According to Helms, women in post-war Bosnia affirm an essentialised female status that stresses roles connected to heteronormative reproductive capacities, yet their efforts to establish a foothold as ‘workers’ in the NGO economy is sidelined due to an emphasis on affective services like talk therapy and handicraft micro-enterprise, as well as the need to deal with people in crisis, whether financial, physical or medical. Their attempts are also thwarted by the particularities of funding mechanisms in the NGO sector where funding streams are unpredictable and dependent on grant writing, and organisations must respond to the changing mandates of their funders. Thus, an organisation may have received a grant to establish a resource archive and support group for refugees who are trying to locate the bodily remains of family and friends who were killed during the war, but the next year’s funding cycle may stipulate that the organisation must develop a programme for multi-ethnic ‘reconciliation’. The previous year’s programme then is often put on hold indefinitely so that resources can be directed to set up and administer the new programme. Furthermore, many Bosnian women are reluctant to enter the world of government that is perceived to be monopolised by corrupt nationalists—a corruption that people describe through gendered metaphors like ‘politics is a whore’ (p. 159), and where open public discussion of rape and sexual violence remain taboo subjects in contrast with the travails of the largely male veteran population, and with women’s loss of male family members. Thus, while particular female images act as powerful political symbols for political parties and for INGO interventions, these were the all-too-familiar polarised depictions of women either as the utmost symbol of morality: the suffering mother; or the embodiment of corruption: the whore.

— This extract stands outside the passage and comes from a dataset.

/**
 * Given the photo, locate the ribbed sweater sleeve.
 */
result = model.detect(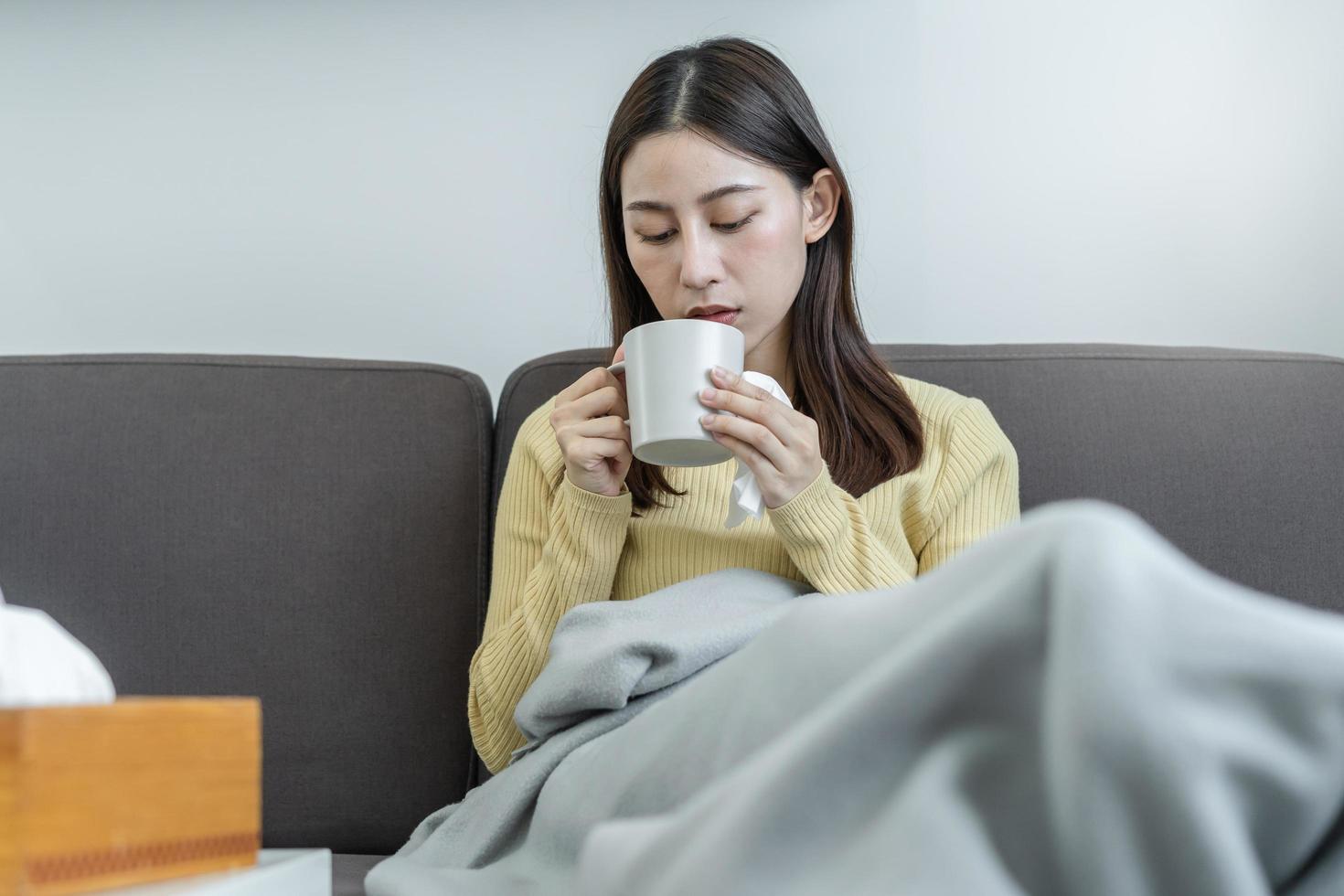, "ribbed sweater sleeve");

One wonders at times whether Helms herself is caught in this bi-polar narrative of symbols, even as she attempts to dis-embed a country, its people and most especially a diverse group of Bosniak women from ‘gatekeeping’ concepts that have acted as a dominant lens for perceiving the region, like ‘ethnicity’, ‘war’ and ‘nationalism’ (p. 37). For example, in my reading, I wondered what it might look like to frame and analyse these women’s experiences in a way that centred on the multi-vocal qualities of such symbols/‘gatekeepers’ that point to ambivalent, contested and unresolved meanings, similar to Kurtović’s (2011) ‘What is a nationalist?’ and Mahmood’s (2001) essay on feminist theory and embodiment, whose critique of the concept of ‘agency’ predates that of Žarkov (2007) cited near the end of Helms’ book. And, yet, her own focus on these topics perhaps mirrors the degree to which many Bosniak women feel their worlds to be tethered to such frames in the post-war period. On occasion, Helms does linger in the ambivalent spaces, and it is here that Bosnian women’s humanity is most apparent. That said, this is a difficult story to live, to tell and to read. And Helms tells it beautifully, combining rigorous scholarship and field research and deeply felt engagement with Bosnia to create this exceptional book that is a tremendous contribution to feminist scholarship, and to people engaged in the work of reconstruction and reconciliation in post-war societies.